Je besser Sie Bilder, Gedanken und Gefühle miteinander verbinden, desto leichter können Sie Ihre Liebe für Ihre Ziele abrufen. Sich immer wieder davon motivieren und leiten lassen. Dann fällt es viel leichter, täglich etwas dafür zu tun, auch mal Sonderschichten einzulegen und mit Freude bei der Sache zu sein. All das trägt dazu bei, dass Sie auch schneller an Ihr Ziel kommen.

Die Liebe zu Ihrem Ziel trägt auch dann, wenn der Weg holprig ist oder sogar Stillstand eintritt. Dies bringt Sie nicht ins Zweifeln oder wirft Sie aus der Bahn. Sie sind sicher, dass das gewünschte Ergebnis kommen wird und warten vertrauensvoll und geduldig, bis es weitergeht. Wie mit einem Partner, der für einige Zeit verreist ist, bleiben Sie innerlich verbunden. Sie spüren die Nähe und das Vertrauen, das Sie auch in dieser Phase trägt.

Ulrike Bergmann Zur Person: Ulrike Bergmann
DIE MUTMACHERIN begleitet seit über 20 Jahren Solo-Unternehmen und lebenserfahrene Menschen, ihre Vorstellungen von einem erfüllten Berufsleben mit Leichtigkeit und Klarheit zu verwirklichen. Im MUTMACHER-MAGAZIN gibt sie Einblicke in ihre Schatzkiste und bestärkt ihre Leser*innen darin, mutig den eigenen Weg zu gehen.

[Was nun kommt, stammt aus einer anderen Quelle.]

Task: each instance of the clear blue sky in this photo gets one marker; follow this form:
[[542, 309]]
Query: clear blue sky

3 Gedanken zu „Wie viel Liebe erhalten Ihre Ziele?

  1. Hedwig Hanf

    Liebe Ulrike Bergmann,
    Danke für Ihre Gedanken zum Valtentinstag. Sie erinnern mich wieder an das “Wesentliche”.
    Herzliche Grüße
    Hedwig Hanf

  2. Petra Manthey-Petersen

    “Wie mit einem Partner, der für einige Zeit verreist ist” – das ist ein schönes Bild! Danke dafür!
    Ja, gerade hatte ich bei der Überprüfung meiner Jahresziele den Gedanken “das sind alles Kopf-Ziele, kein Wunder, dass ich nicht motiviert bin”.
    Und dann kommt Ihr Artikel, total passend! Danke dafür! Ich werde also nochmal in die Jahreszielgebung einsteigen, mit Kopf UND Herz 🙂 .
    Beste Grüße
    Petra Manthey-Petersen

  3. Ulrike Bergmann Beitragsautor

    Liebe Frau Manthey-Petersen,
    liebe Frau Hanf,
    herzlichen Dank für Ihre Rückmeldungen. Ich freue mich, dass meine Impulse zum richtigen Zeitpunkt kamen 🙂
    Viel Erfolg beim Verknüpfen von Kopf und Herz!